Concretamente en el ámbito de los tratamientos para el pelo, las últimas investigaciones sobre alopecia han apuntado a un tipo concreto de estas células corporales, las progenitoras, como una solución con excelentes perspectivas para prevenir y tratar la caída del cabello. Estas células se encuentran en cantidades importantes en zonas del cuerpo como el tejido adiposo (donde se acumula la grasa corporal) y la zona occipital de la cabeza (la nuca).

Las investigaciones realizadas al respecto han puesto en evidencia que estas células pueden tener efectos muy positivos sobre otro tipo de células, las de la papila dérmica, que se encuentran dentro de los folículos pilosos y que son las encargadas de regular tanto la formación de los mismos (núcleo a su vez del futuro cabello) como su ciclo de crecimiento.
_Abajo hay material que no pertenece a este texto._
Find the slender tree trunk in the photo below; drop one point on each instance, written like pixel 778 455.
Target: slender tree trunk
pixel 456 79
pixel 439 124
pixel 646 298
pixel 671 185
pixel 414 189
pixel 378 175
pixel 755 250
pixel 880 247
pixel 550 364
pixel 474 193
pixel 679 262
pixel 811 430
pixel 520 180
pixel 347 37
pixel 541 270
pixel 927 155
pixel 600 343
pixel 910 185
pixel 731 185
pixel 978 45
Se sabe que en los casos de alopecia, estas células del folículo piloso no funcionan adecuadamente, y es ahí donde las células progenitoras (en concreto, las procedentes del tejido adiposo) pueden jugar un papel muy importante.

Para ello, se recurre a técnicas muy novedosas que, a través de procedimientos específicos en los que se emplea la tecnología más puntera, consiguen extraer, diferenciar y “preparar” estas células regenerativas para, finalmente, aplicarlas mediante mesoterapia en el cuero cabelludo. Una vez allí, el potencial regenerativo de las células progenitoras tiene el efecto de “activar” o “revivir” a las células de la papila dérmica. Concretamente, se ha demostrado que estimulan la regeneración de nuevo cabello y, además, reducen la fase telógena (de caída) del ciclo capilar y aumentan la anágena (la de crecimiento).
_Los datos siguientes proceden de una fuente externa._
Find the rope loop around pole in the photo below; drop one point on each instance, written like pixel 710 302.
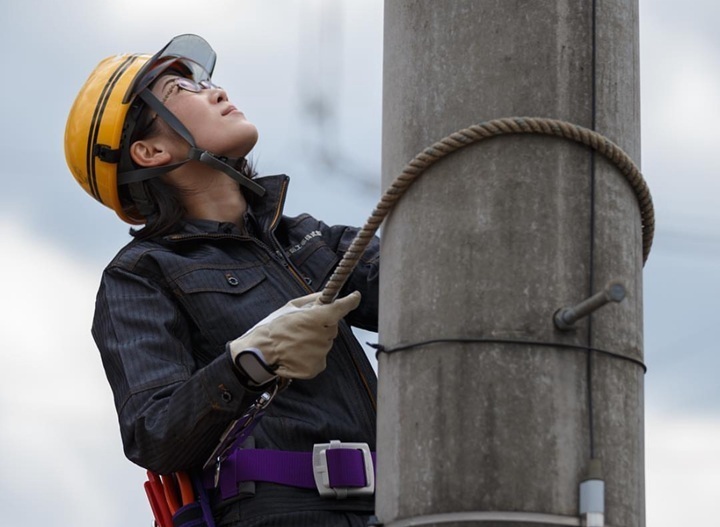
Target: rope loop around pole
pixel 474 134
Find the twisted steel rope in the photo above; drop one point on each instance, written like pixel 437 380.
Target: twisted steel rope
pixel 475 134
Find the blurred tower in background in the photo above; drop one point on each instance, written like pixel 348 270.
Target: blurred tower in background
pixel 321 79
No es la única terapia regenerativa que ha demostrado su efectividad en el abordaje de la alopecia. Desde hace ya un tiempo se viene aplicando , el plasma rico en plaquetas (PRP). Su fundamento es la utilización del poder regenerativo de los productos derivados de las plaquetas presentes en el plasma sanguíneo. Las plaquetas contienen un alto porcentaje de factores de crecimiento que, aplicadas sobre el cuero cabelludo, son capaces de iniciar por sí mismas el proceso de regeneración capilar (aumento de la vascularización de la dermis, estímulo de los cabellos en fase de crecimiento, mejora del estado de la cutícula y, como consecuencia, incremento de la densidad del cabello, entre otros efectos).

Además de los resultados positivos que ofrece, la gran ventaja de las técnicas de medicina regenerativa respecto a otras terapias es que, al utilizarse sustancias procedentes del propio paciente, no hay riesgo de rechazo ni efectos secundarios.